Department of Pharmacology, Gifu University Graduate School of Medicine, Gifu, Japan.
Department of Dermatology, Central Japan International Medical Center, Minokamo, Japan.
Connect Tissue Res. 2023 Mar;64(2):139-147. doi: 10.1080/03008207.2022.2109468. Epub 2022 Aug 19.
Oncostatin M produced by osteal macrophages, a cytokine that belongs to the interleukin-6 family, is implicated in bone fracture healing. Macrophage colony-stimulating factor (M-CSF) secreted from osteoblasts plays an important role in osteoclastogenesis. We have previously reported that tumor necrosis factor-α (TNF-α), a potent bone resorptive agent, stimulates the activation of p44/p42 mitogen-activated protein (MAP) kinase, Akt, and p70 S6 kinase in osteoblast-like MC3T3-E1 cells, and induces the synthesis of M-CSF at least in part via Akt.
In the present study, we investigated whether oncostatin M affects the TNF-α-induced M-CSF synthesis in MC3T3-E1 cells and the underlying mechanisms.
Clonal osteoblast-like MC3T3-E1 cells were treated with oncostatin M or rapamycin and then stimulated with TNF-α. M-CSF release was assessed by ELISA. M-CSF mRNA expression level was assessed by real-time RT-PCR. Phosphorylation of Akt, p44/p42 MAP kinase, and p70 S6 kinase was detected by Western blot analysis.
Oncostatin M dose-dependently reduced the TNF-α-stimulated M-CSF release. The expression of M-CSF mRNA induced by TNF-α was significantly suppressed by oncostatin M. Rapamycin, an inhibitor of mTOR/p70 S6 kinase, had little effect on the M-CSF release by TNF-α. Oncostatin M significantly reduced the TNF-α-induced phosphorylation of Akt and p44/p42 MAP kinase. However, the p70 S6 kinase phosphorylation by TNF-α was not affected by oncostatin M.

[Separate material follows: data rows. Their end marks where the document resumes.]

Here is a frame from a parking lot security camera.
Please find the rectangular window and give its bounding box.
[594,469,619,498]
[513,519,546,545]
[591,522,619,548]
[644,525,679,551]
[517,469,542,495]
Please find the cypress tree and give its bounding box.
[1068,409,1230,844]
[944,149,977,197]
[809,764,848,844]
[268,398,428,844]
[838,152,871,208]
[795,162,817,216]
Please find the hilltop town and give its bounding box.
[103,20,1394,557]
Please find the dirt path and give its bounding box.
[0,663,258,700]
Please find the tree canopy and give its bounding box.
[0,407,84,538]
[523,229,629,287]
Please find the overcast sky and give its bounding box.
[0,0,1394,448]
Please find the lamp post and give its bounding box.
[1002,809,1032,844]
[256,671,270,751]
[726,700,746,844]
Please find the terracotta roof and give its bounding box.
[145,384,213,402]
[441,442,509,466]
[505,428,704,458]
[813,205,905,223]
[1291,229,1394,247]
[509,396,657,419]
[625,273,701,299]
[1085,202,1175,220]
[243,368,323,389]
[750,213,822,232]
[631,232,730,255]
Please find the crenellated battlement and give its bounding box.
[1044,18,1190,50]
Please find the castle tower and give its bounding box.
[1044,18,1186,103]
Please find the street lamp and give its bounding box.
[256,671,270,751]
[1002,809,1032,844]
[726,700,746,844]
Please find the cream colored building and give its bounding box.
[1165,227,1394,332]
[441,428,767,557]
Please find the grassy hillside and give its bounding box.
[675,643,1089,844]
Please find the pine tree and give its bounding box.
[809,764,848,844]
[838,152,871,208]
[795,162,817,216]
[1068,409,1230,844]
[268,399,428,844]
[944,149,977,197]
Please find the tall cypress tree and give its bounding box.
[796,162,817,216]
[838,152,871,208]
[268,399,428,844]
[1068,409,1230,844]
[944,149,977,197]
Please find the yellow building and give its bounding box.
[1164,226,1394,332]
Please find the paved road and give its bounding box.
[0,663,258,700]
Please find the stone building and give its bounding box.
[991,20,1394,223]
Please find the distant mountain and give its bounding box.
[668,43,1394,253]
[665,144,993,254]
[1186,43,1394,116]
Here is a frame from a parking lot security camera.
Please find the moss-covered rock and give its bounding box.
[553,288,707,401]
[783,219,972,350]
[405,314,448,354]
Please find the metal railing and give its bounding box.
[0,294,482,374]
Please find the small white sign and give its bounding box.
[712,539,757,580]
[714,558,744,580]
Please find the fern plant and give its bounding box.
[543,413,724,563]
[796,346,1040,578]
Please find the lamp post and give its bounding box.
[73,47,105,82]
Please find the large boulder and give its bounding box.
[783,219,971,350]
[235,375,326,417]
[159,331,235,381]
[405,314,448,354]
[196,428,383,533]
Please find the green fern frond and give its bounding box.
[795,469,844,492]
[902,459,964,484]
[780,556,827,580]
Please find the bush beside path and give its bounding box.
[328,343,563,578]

These results strongly suggest that oncostatin M attenuates TNF-α-stimulated synthesis of M-CSF in osteoblasts, and the inhibitory effect is exerted at a point upstream of Akt and p44/p42 MAP kinase but not p70 S6 kinase.
破骨细胞产生的细胞因子白细胞介素-6 家族成员之一的骨细胞生成素 M,与骨骨折愈合有关。成骨细胞分泌的巨噬细胞集落刺激因子 (M-CSF) 在破骨细胞生成中发挥重要作用。我们之前曾报道过,肿瘤坏死因子-α(TNF-α)是一种有效的骨吸收剂,可刺激成骨样 MC3T3-E1 细胞中 p44/p42 丝裂原活化蛋白 (MAP) 激酶、Akt 和 p70 S6 激酶的激活,并通过 Akt 诱导至少部分 M-CSF 的合成。
在本研究中,我们研究了骨细胞生成素 M 是否影响 MC3T3-E1 细胞中 TNF-α诱导的 M-CSF 合成及其潜在机制。
克隆成骨样 MC3T3-E1 细胞用骨细胞生成素 M 或雷帕霉素处理,然后用 TNF-α刺激。通过 ELISA 评估 M-CSF 释放。通过实时 RT-PCR 评估 M-CSF mRNA 表达水平。通过 Western blot 分析检测 Akt、p44/p42 MAP 激酶和 p70 S6 激酶的磷酸化。
骨细胞生成素 M 呈剂量依赖性降低 TNF-α刺激的 M-CSF 释放。TNF-α诱导的 M-CSF mRNA 表达明显受骨细胞生成素 M 抑制。mTOR/p70 S6 激酶抑制剂雷帕霉素对 TNF-α诱导的 M-CSF 释放影响不大。骨细胞生成素 M 显著降低了 TNF-α诱导的 Akt 和 p44/p42 MAP 激酶的磷酸化。然而,TNF-α 对 p70 S6 激酶的磷酸化没有影响。
这些结果强烈表明,骨细胞生成素 M 减弱了 TNF-α刺激的成骨细胞中 M-CSF 的合成,抑制作用发生在 Akt 和 p44/p42 MAP 激酶上游,但不发生在 p70 S6 激酶上。